O denunciado foi preso em novembro de 2022, enquanto participava de uma reunião do PGC em Canoinhas, tido inclusive como presença ilustre no “evento”, visto que ocupava um cargo de especial relevância hierárquica na facção, de acordo com o MP.

Outro denunciado no processo teria sido o responsável pela logística de distribuição dos entorpecentes na região, recebendo-os de grandes fornecedores e os encaminhando a vendedores locais. Ele também adquiria móveis, veículos e fazia outras movimentações financeiras com o intuito de camuflar valores provenientes do tráfico de drogas.

Em imóveis deste acusado, especificamente, foram encontrados mais de R$ 1,3 milhão em espécie. Ele também possui, de acordo com informações levantadas pelas autoridades a partir de extração de conversas em aparelhos celulares, um cargo de alta relevância hierárquica na organização.

Por 52 vezes, conforme o levantamento que consta na denúncia, a jovem que ocupava o cargo de “Central de Crédito” teria orientado membros da facção a fazerem transferências para contas de outras Estados, com o objetivo de dissimular a real origem dos montantes.

Uma das denunciadas, que ocupava o papel de centralizar esses valores e depois repassá-los, chegou a abrir 25 contas bancárias para receber o dinheiro proveniente do tráfico de drogas. Em uma destas contas, foi movimentado um valor superior a R$ 490 mil. Em outra conta, a movimentação chegou a R$ 407 mil.

EMPRESA FANTASMA

Outra ação descrita no processo que investiga a movimentação do PGC para lavagem de dinheiro proveniente do tráfico é a abertura de empresa fantasma.

Uma das denunciadas presas, que é apontada como proprietária de uma empresa de tecnologia, teria aberto uma empresa no Estado de Minas Gerais para receber e redistribuir o dinheiro das atividades ilegais da facção que atua em Santa Catarina.

Conforme informações presentes na denúncia, no entanto, tal empresa não atua nas atividades discriminadas em seu objeto social, mas apenas serve de fachada para a realização de transações bancárias de alto valor referentes à atividade ilícita do tráfico de drogas. O MP aponta no documento da denúncia que foram movimentados cerca de R$ 78 milhões de contas bancárias relacionadas à empresa no período investigado.

Segundo o texto do próprio Ministério Público do Estado de Santa Catarina, “a denunciada recebia dinheiro de origem criminosa, depois o pulverizava por meio de diversas transferências entre vários beneficiários, tudo com vistas a impedir seu rastreamento e a identificação de sua natureza ilícita”.

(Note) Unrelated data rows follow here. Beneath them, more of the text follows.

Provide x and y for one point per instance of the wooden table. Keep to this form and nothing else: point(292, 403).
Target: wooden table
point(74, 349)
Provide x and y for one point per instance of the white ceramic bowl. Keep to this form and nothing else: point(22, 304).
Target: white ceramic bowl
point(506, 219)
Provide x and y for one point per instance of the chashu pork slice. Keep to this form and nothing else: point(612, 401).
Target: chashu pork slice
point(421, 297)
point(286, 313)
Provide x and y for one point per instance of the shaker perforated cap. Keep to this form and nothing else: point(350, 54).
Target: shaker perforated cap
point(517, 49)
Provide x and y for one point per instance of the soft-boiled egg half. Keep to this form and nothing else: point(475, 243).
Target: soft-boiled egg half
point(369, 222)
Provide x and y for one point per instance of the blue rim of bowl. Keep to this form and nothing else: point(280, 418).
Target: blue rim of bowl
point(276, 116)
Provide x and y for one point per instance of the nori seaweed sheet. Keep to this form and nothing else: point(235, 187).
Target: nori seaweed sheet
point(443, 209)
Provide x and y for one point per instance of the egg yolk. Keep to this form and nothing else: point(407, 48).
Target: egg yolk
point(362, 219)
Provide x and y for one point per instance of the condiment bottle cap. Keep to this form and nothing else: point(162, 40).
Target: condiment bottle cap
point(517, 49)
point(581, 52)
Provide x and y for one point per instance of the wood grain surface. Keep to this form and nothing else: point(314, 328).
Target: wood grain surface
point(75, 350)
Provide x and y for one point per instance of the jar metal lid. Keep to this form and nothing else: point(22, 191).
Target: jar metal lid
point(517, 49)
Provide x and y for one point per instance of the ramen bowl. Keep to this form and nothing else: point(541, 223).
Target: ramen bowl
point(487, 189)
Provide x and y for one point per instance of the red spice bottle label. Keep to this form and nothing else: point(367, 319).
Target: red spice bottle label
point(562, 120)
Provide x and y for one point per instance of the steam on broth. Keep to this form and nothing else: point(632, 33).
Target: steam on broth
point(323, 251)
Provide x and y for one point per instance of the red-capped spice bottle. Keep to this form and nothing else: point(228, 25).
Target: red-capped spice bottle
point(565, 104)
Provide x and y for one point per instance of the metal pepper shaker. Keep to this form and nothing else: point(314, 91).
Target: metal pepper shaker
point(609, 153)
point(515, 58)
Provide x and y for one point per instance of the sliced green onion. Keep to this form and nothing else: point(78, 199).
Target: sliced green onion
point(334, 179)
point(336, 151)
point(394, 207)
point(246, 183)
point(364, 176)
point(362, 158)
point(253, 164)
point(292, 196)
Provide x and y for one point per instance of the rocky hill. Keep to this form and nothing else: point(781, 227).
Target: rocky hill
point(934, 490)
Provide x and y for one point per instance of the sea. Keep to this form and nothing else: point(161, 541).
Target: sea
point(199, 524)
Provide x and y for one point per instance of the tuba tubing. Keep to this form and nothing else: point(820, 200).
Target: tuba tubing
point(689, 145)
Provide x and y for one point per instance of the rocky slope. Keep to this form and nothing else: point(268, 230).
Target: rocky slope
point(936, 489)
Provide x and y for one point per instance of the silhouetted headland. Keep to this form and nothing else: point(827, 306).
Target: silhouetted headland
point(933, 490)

Outros denunciados do processo teriam recebido e distribuído, a partir de contas bancárias próprias ou de empresas ligadas a eles, valores provenientes de atividades ilegais executadas pelo Primeiro Grupo Catarinense.

Houve casos em que tais transações aconteceram cinco, quatro, duas e até mesmo uma vez, mas ainda assim, pelo envolvimento com a facção criminosa, tais pessoas constam como réus no processo. Ao todo, são 25 acusados, por diferentes crimes.